1. Dress to depress – Many
churchgoers need a jolt in their heads by virtue of electric shock wave therapy
to ignite their senses and be reminded that they are in a house of worship not
in a party scene worst the beach. I do not know if climate change has affected
the dressing ability of our locals now that shorts (I am guilty twice– but I
have a valid reason) are considered a church outfit. Is it the humidity your
afraid off that your balls would fry leaving your sperms in jeopardy? Your
hairy, unshaven legs make me puke. And talk about spaghetti straps? Once, there
was a nun who publicly reprimanded a girl for wearing spaghetti straps inside
the church and asked her to cover herself.
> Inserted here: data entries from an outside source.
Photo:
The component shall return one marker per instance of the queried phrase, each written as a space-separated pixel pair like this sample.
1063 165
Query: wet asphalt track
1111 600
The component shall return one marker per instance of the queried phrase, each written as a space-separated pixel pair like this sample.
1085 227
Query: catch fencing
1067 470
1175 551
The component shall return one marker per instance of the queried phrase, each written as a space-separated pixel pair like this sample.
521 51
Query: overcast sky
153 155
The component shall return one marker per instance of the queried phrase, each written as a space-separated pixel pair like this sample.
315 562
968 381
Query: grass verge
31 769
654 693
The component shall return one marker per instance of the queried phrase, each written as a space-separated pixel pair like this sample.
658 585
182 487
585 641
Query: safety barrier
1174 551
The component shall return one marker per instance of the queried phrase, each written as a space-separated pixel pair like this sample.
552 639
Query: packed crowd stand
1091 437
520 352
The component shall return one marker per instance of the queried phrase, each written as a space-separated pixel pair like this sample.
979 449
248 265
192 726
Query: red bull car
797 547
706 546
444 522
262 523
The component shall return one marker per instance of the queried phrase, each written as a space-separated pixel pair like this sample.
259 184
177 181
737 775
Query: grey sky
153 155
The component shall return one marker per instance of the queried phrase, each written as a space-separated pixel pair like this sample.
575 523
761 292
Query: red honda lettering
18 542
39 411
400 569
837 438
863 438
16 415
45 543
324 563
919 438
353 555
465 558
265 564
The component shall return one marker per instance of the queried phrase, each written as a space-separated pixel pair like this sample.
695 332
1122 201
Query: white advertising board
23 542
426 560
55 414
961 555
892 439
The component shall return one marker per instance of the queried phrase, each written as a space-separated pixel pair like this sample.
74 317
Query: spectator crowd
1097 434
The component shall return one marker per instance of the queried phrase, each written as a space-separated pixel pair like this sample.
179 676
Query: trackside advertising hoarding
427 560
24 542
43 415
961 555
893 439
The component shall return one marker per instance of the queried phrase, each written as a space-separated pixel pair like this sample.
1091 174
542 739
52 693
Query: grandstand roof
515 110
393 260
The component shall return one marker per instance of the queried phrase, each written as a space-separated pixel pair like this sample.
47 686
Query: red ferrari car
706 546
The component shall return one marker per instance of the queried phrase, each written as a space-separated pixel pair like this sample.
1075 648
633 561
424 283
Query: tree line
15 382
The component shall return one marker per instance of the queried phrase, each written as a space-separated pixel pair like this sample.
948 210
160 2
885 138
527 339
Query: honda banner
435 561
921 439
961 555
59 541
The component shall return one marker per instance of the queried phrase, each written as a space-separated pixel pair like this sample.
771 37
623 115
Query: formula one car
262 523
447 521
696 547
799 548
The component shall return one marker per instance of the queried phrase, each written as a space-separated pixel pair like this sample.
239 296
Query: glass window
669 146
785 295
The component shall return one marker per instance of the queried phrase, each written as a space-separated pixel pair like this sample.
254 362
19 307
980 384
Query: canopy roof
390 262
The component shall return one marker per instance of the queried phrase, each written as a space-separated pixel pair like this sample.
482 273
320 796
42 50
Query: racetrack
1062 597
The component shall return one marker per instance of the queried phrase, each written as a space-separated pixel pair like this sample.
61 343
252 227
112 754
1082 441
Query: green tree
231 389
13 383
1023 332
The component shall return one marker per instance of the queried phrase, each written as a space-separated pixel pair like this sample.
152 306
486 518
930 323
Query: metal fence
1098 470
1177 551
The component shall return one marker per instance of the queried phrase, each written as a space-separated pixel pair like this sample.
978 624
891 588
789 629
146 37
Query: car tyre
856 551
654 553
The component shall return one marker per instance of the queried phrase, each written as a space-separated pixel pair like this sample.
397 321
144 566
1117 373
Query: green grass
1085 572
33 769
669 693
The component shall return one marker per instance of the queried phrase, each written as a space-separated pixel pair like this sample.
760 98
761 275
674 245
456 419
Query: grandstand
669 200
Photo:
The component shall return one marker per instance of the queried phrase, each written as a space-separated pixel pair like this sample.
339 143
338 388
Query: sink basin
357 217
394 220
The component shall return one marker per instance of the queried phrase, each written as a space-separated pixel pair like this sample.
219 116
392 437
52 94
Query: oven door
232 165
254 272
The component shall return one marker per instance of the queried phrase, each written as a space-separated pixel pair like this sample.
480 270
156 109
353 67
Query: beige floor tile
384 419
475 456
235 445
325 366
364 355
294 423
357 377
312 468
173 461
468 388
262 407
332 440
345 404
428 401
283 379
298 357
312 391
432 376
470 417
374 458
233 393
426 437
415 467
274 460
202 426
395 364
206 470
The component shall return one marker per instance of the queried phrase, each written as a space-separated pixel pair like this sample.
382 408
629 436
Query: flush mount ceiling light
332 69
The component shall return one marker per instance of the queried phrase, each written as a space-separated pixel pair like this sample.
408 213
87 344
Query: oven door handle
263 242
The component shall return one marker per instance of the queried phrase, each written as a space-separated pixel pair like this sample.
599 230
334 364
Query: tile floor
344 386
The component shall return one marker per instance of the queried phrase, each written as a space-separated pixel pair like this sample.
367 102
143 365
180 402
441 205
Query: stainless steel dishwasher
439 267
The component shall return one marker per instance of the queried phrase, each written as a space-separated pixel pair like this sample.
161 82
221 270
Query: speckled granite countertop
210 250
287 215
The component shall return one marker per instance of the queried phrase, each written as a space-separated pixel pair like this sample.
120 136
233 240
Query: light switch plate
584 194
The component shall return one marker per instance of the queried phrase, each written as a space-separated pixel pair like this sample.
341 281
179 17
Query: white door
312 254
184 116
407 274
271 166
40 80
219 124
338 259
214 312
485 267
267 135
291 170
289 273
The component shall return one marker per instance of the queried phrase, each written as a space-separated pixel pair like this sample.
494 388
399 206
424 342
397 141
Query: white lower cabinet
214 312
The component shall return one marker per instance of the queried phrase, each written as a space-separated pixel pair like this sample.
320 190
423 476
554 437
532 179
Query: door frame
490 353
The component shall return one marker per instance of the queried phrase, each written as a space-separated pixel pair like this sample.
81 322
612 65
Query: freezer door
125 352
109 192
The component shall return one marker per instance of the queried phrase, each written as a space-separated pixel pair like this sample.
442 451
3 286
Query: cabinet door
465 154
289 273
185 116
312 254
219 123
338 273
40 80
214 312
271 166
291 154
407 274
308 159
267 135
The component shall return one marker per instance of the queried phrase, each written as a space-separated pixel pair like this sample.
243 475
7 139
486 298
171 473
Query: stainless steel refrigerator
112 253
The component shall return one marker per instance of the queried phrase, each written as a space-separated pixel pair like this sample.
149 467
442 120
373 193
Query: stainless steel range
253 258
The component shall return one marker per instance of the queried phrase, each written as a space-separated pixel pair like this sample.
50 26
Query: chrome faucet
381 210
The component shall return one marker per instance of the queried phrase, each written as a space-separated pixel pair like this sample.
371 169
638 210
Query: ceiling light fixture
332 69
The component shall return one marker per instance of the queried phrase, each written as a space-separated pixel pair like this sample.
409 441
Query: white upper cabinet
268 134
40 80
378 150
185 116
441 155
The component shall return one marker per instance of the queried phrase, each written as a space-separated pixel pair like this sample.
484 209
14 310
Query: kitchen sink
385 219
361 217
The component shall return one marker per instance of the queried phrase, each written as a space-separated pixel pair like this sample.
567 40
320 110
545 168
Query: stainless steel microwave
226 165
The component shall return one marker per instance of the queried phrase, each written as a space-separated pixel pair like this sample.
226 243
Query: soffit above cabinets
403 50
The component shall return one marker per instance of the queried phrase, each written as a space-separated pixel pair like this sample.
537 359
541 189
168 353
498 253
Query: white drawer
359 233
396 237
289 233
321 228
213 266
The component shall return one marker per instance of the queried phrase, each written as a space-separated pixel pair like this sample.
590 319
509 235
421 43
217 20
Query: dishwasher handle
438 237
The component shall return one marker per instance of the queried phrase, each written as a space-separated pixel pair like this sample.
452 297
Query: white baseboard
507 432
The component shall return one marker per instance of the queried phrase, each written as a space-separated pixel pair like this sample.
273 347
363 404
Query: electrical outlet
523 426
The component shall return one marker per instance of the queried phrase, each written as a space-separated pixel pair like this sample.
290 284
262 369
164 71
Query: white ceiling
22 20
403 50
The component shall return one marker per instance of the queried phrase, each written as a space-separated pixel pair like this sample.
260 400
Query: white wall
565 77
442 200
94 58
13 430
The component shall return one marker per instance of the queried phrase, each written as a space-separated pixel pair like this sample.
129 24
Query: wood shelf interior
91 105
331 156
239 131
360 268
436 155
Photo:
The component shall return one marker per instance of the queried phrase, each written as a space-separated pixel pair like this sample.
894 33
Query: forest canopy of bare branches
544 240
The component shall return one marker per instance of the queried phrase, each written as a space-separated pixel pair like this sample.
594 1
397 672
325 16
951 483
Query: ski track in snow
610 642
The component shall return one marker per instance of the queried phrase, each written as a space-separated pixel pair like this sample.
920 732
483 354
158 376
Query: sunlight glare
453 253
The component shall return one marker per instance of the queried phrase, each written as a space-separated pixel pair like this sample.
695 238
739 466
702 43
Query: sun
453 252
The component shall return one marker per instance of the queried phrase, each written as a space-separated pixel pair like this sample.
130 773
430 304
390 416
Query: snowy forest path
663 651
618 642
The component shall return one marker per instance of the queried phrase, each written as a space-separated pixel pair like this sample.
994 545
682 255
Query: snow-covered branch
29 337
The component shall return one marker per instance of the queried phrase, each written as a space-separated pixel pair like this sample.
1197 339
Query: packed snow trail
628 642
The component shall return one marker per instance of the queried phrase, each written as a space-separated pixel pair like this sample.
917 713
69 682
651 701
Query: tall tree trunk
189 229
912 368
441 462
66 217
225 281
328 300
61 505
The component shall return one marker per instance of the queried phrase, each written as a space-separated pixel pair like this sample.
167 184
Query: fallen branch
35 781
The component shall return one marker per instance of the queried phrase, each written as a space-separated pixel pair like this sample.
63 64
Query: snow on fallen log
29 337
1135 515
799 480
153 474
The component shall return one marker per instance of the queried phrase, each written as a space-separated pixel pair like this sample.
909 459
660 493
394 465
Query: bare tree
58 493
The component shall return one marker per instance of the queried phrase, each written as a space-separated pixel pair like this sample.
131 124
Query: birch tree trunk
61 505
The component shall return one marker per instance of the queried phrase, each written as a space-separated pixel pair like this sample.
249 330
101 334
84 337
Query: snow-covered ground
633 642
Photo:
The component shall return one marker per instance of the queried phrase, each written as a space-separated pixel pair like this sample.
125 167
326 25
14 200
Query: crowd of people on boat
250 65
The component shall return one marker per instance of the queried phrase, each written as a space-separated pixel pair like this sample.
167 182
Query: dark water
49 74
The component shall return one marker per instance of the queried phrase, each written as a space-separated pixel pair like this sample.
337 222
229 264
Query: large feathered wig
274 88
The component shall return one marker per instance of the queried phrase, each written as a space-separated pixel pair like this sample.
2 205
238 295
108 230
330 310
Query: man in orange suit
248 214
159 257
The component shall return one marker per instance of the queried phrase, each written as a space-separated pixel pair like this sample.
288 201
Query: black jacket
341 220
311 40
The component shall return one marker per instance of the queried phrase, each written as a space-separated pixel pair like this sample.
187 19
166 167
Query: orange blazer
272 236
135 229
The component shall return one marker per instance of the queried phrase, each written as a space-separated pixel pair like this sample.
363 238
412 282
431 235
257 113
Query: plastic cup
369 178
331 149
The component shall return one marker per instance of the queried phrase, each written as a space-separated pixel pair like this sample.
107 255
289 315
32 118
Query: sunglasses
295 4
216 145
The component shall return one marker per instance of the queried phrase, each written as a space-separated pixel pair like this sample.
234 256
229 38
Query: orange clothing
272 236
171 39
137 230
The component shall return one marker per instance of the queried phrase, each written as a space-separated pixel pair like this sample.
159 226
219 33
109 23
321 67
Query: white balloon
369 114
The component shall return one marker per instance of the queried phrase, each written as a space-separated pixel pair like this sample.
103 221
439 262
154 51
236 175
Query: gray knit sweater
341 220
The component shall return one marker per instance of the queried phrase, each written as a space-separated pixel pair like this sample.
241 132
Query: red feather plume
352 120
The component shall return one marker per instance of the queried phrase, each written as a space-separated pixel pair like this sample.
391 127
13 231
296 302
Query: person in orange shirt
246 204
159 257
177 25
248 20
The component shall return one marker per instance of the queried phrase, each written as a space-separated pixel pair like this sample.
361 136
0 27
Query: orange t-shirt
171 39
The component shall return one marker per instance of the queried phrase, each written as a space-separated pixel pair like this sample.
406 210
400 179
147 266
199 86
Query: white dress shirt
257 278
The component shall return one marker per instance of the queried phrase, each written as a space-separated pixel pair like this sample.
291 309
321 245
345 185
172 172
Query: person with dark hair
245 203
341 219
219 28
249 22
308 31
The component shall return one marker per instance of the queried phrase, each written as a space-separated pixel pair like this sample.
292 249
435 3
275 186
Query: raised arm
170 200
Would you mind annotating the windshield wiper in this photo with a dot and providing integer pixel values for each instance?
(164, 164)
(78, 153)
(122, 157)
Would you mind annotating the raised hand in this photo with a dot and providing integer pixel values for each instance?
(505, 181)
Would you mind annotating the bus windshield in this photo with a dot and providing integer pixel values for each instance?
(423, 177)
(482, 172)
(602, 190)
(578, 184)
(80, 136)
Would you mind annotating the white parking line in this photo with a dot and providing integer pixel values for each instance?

No, the spinster was not jealous that
she cannot wear such design, in return she was reminding the girl to dress
appropriately. Off with their heads.
2. The Fly Trap – If
you’re looking a cheaper alternative for a motel or cannot find a decent place
to take a nap, then try the church. I have seen a handful sleep during
ceremonies with their mouth opens enough to catch a fly and choke them until
they are brought to reality. Come on, taking your siesta inside the church
earns you a hundred pieces of lightning bolt. You could have swallowed a
kilogram of caffeine prior or starve yourself. At least your palpitations and
hunger pangs will help keep you awake. Arrhythmia and Peptic ulcer disease
equals a clean conscience.
3. Chatterbox – I wonder
if these people ran out of stories that in between homily or after communion or
during the announcement they would share their sentiments on life. I have big
ears and my eardrum can cover up to 1 kilometer. Seriously, discussing life
matters while inside the premises is strictly forbidden. You need to join Oprah’s
life class, dear.
4. Text me, I’m in
Purgatory – I am guilty of this sometimes and still I have a valid reason and
for those who don’t, leave your gadgets inside your pocket, your car or at
home. Life has been complicated since technology was easily accessible. Playing
games, texting and even answering calls while the mass is going on merits you a
trip in the purgatory, a pleasant preview of your afterlife.
Let’s face it, time
have changed. Values have devaluated and egos have multiplied. In the world of
modernization, where everyone is slowly slipping away, I hope that we keep
track of ourselves, the core of who we are and evaluate what we have become.
Life choices reverberate for years and we may not feel it now but we don’t want
our loved ones to suffer later. When God gives you another sunrise then it
means you are given the chance to change. The constant thing in this world is
change. For nothing’s gonna change his love for you. For the man in the mirror
said … make that change. Now, if you’ll excuse me, I need to take my medicine.